What Actually Prevents These?

The enforcement mechanisms available form a spectrum:

Prompt instructions  →  behavioural suggestion (weakest)
On-demand skills     →  task-specific rules, loaded when needed
Memory corrections   →  persistent across sessions
Stop hooks           →  gate at completion time
Middleware           →  gate at every response
Assert primitives    →  gate at code level (strongest)

Hard blocks only work for pattern-matchable commands. You can block git push --force with 100% reliability. You can’t write a regex that catches “the agent is about to state a port number without checking.” Five of the six patterns are about reasoning quality, not specific commands.

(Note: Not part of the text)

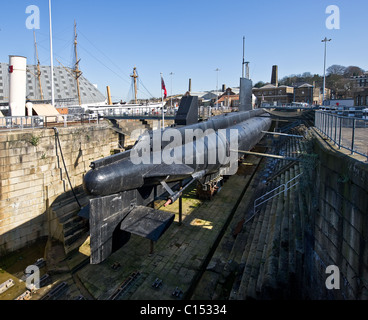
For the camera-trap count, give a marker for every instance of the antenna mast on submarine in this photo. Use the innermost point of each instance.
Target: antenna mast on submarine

The more interesting finding: two skills in our platform directly address Patterns 1 and 3. Verification Before Completion (no claims without fresh tool evidence) and Systematic Debugging (no fixes without root cause investigation first). Both well-written, both already deployed, both sitting unused.

Skills are on-demand. The agent must choose to load them. The agent about to confidently state a wrong port number isn’t going to pause and think “I should load the verification skill.” The failure happens at the moment of highest misplaced confidence.

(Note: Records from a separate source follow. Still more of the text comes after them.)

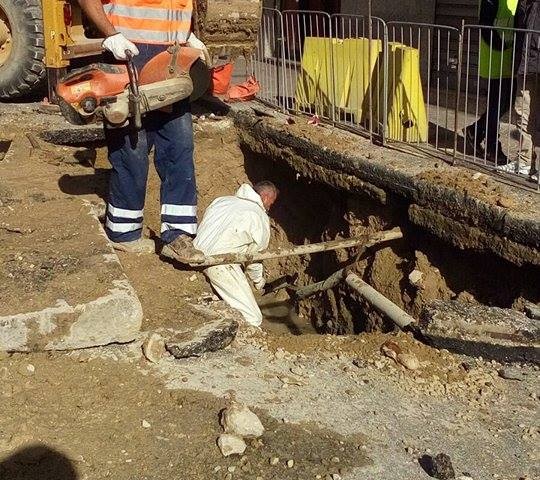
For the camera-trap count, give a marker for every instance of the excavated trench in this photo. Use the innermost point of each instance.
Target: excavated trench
(311, 211)
(412, 272)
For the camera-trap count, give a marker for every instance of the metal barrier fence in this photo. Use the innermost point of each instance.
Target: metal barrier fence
(498, 101)
(423, 71)
(448, 91)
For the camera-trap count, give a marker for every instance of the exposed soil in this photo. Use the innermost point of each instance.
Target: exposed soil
(320, 397)
(63, 435)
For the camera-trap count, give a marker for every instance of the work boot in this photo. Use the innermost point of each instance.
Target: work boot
(473, 143)
(142, 245)
(182, 249)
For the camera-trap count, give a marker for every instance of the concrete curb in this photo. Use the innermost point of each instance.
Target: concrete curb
(114, 318)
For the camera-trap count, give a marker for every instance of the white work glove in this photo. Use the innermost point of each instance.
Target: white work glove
(260, 284)
(194, 42)
(117, 44)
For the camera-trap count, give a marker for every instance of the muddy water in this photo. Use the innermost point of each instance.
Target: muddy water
(308, 211)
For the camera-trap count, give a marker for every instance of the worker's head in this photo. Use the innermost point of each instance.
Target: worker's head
(268, 193)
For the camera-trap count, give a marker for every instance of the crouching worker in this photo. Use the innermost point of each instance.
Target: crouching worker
(238, 224)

What works for each pattern

Pattern	Best Mechanism	Why
Confidently wrong	Stop hook (semantic) + verification skill	Needs understanding, not regex
Wrong system identity	System prompt (reference tables)	Authoritative ground truth
Propose-and-pray debugging	Debugging skill (trace protocol)	Task-specific activation
Unauthorised shared env actions	Hard-block hooks + runtime guards	Pattern-matchable, high stakes
Bypassing abstractions	System prompt + memory corrections	Architectural judgement
Inverted confidence	System prompt rules	Pure behavioural

Where This Is Going

The analysis pointed to a tiered approach. Verification and debugging skills are enabled now as a baseline. Next is a prompt-based Stop hook that reviews the transcript for ungrounded factual claims before completing. After that, CRITIC-pattern verification middleware gating at every response, not just completion.

We’re also building incident logging directly into Agent Amber, so users can flag frustrations mid-conversation without leaving the chat. Same principle as the CLI slash command, but platform-native and tied to a real user and session record. Coming soon.

The question isn’t “what rules should we write?” We’d already written them. The question is how to make verification mandatory instead of optional. The answer lives on a spectrum from cheap-and-leaky to expensive-and-airtight, with practical middle ground in semantic Stop hooks. The agents will keep making mistakes. The question is whether they make the same ones.